Although the vegans rarely want for food, this is only because of their Permaculture skills, because growing food has become an uncertain proposition. Droughts and wildfires alternate with torrential rains that wash away the topsoil from the old, man-man sugi forests, the ocean keeps spreading further and further inland, and in better years insects sometimes stage a revival and devastate much of what the vegans have planted. Were they to settle in any one place, they would certainly starve before too long. But because they have boats, and because climate upheaval is constant but uneven, they can be sure that something of what they have planted is growing and bearing fruit somewhere. It is solely by virtue of being migratory, and, over the years, nomadic, that they are able to persist from one generation to the next. They carry what they gather with them, and, carefully conserving the seed stock and constantly experimenting with it, manage to renew it. When a period of devastation runs its course, they step in and plant a new forest garden ecosystem. When they revisit it, after a few weeks or a few years, it may be dead, or overgrown with weeds, or it may be thriving, and yield a harvest of wood, nuts, berries, fruits, tubers, and herbs. And, of course, seeds.

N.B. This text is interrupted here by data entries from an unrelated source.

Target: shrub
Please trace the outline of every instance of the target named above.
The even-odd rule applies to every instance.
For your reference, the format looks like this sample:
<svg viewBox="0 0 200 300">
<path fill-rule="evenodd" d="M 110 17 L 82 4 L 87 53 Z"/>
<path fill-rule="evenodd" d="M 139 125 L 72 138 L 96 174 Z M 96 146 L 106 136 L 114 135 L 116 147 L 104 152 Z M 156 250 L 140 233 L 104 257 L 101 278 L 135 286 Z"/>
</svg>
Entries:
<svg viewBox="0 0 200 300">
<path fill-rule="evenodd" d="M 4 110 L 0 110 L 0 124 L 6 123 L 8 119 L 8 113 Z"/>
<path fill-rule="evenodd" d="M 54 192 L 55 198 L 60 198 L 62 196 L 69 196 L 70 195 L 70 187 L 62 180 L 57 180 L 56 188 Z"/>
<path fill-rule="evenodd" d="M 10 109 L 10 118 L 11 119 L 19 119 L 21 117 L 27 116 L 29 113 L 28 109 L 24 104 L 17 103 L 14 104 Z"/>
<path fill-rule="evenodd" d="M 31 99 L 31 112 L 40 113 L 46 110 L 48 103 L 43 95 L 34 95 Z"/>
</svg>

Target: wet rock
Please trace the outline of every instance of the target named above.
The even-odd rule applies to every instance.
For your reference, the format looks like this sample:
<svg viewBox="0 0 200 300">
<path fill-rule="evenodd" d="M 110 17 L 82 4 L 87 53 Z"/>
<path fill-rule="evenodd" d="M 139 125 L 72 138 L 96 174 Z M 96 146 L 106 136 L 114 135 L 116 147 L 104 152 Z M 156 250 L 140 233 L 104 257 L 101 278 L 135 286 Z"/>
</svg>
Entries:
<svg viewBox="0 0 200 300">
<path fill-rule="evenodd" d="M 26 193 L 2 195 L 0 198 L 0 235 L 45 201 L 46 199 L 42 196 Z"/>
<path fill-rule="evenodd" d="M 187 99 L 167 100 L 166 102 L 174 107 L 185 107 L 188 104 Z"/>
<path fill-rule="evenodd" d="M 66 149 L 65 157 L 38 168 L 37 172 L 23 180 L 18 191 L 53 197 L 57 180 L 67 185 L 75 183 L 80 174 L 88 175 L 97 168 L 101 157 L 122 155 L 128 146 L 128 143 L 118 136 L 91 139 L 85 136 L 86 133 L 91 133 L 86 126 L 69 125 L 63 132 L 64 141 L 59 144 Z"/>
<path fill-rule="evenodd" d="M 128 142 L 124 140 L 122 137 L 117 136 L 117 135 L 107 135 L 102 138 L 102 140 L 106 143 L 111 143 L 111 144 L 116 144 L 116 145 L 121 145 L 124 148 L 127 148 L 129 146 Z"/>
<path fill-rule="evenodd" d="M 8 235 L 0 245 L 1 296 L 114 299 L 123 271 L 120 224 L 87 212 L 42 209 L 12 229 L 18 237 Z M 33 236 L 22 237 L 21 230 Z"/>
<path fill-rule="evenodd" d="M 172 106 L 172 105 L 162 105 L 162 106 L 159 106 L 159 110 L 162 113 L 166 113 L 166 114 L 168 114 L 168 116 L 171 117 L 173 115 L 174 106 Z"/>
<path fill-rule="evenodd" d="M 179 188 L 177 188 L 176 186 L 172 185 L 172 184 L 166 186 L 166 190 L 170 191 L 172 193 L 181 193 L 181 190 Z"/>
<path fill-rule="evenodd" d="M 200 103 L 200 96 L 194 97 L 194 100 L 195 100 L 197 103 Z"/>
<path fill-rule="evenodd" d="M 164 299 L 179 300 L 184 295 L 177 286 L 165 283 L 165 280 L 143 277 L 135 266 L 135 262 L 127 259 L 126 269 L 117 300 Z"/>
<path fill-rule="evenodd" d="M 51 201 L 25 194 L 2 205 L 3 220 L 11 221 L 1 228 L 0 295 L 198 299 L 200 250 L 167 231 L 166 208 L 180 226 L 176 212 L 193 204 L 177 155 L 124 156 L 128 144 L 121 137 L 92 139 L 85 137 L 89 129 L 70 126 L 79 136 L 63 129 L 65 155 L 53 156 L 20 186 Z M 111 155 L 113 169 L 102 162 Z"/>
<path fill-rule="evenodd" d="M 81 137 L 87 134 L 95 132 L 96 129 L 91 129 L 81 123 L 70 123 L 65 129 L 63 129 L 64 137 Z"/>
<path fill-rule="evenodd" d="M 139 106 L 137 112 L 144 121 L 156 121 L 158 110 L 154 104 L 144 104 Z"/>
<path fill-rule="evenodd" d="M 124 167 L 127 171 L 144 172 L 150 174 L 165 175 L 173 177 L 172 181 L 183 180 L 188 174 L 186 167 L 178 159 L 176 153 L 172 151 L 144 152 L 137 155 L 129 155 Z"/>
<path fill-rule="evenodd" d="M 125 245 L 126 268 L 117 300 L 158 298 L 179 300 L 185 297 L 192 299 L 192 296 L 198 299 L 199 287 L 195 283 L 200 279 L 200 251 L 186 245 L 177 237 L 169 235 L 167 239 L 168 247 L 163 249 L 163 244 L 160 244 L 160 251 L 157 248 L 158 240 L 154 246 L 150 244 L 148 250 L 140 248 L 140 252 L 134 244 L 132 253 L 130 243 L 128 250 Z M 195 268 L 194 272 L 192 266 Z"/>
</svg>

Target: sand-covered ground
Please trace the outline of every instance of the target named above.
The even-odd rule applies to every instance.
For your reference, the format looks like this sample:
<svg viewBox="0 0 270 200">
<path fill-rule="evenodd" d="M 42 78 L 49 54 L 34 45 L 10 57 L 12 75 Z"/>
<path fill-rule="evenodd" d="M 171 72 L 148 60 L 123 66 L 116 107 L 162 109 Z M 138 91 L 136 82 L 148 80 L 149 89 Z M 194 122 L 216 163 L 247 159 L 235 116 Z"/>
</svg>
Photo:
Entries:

The shore is for gathering food, for hauling out, making repairs, and for congregating. For everything else, there are the boats. They provide shelter, transportation, and a place to store food and other supplies. They carry all the tools needed to repair them, and even to reproduce them. They provide fresh water for drinking and washing, by capturing the rainwater that falls on their decks: one good torrential downpour is enough to fill their freshwater tanks, which hold several months’ supply. They provide escape from wild weather, being fast enough to out sail it. In open ocean, away from flying and floating debris, they dutifully pound their way up and down towering waves, rattling the bones of the crew hiding in the enclosed cockpit and below the deck, but remaining impervious to either wind or water. It is little wonder, then, that boatbuilding and seafaring skills are at the top of the gaijin vegan home schooling curriculum: they are what keeps them afloat.